How long did each map take to complete?
RS: The timing varied from map to map. In the beginning, I spent a lot of time focusing on Dr. Brownfield’s notebook maps with different ways to convey the map language. Once I had created the overall look and feel, I expanded those ideas into the rest of the maps. Since I was working on a few projects simultaneously, it’s hard to quantify each map into specific hours. Quite a bit of time went into the initial sketching part of the process trying to come up with the overall look behind each map, but once that was fully formed, the execution usually flowed pretty quickly. The four-panel fold-out map of Heller in the middle of the book definitely took the most amount of time to conceptualize and execute because it was incredibly complex—both in content and how it needed to be created. I began with a background landscape resembling a hybrid of robotic innards and a vast futuristic highway system. Once Charles and I agreed upon the overall look and feel, I taped four pages of bristol paper together and created the structural layer of artwork as if it was one giant canvas stretched out to 44˝ wide by 17˝ tall. On separate sheets of bristol, overlaid on a light table, I drew a second layer of connector lines and dots, visually reminiscent of a stellar constellation map. On a third layer, I charted the areas of chaos and after inking, composited each layer together on the computer for the final colorization process. In the end, the reader is seeing this map as a four panel foldout of continuous artwork but it was actually made of 12 panels composited together.

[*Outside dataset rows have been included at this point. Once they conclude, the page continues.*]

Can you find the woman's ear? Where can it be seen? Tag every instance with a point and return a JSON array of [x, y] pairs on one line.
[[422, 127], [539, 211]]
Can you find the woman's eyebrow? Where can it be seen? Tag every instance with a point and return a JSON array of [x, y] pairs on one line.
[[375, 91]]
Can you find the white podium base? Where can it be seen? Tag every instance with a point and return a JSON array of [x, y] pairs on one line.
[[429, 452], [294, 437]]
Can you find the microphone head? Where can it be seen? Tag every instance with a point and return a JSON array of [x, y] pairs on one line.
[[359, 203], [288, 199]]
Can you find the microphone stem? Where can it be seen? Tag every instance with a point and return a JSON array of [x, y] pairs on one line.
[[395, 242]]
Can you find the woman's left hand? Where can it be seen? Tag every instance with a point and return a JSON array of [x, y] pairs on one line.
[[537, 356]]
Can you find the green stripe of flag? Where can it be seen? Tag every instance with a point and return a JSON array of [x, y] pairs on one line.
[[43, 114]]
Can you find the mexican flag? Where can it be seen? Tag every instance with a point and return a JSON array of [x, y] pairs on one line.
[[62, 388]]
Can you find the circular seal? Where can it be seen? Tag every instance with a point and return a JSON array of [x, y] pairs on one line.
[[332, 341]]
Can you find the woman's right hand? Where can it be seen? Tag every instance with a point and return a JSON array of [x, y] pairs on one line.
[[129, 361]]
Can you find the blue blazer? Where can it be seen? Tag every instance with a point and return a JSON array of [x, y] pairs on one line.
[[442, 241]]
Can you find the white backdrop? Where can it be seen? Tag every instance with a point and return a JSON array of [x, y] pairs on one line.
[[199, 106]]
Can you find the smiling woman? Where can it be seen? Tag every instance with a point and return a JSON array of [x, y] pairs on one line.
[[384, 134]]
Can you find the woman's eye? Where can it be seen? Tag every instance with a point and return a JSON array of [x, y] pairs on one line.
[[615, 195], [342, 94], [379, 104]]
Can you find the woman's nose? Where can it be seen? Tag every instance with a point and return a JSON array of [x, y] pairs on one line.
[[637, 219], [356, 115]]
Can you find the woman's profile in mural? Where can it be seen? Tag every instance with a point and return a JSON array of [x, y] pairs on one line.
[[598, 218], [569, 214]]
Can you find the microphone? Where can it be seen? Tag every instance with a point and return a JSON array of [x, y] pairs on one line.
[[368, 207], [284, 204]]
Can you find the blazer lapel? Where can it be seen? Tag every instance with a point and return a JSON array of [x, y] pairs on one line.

Are you working on anything else at the moment?
RS: I’m always working on multiple projects with more of a focus on one, which usually means it has a hard deadline. At the moment I’m working on some commissioned illustration work for a New York design firm, writing and illustrating a short story, continuing to work with Bryan Abrams on our epic graphic project and hopefully talking with Charles about our next amazing collaboration.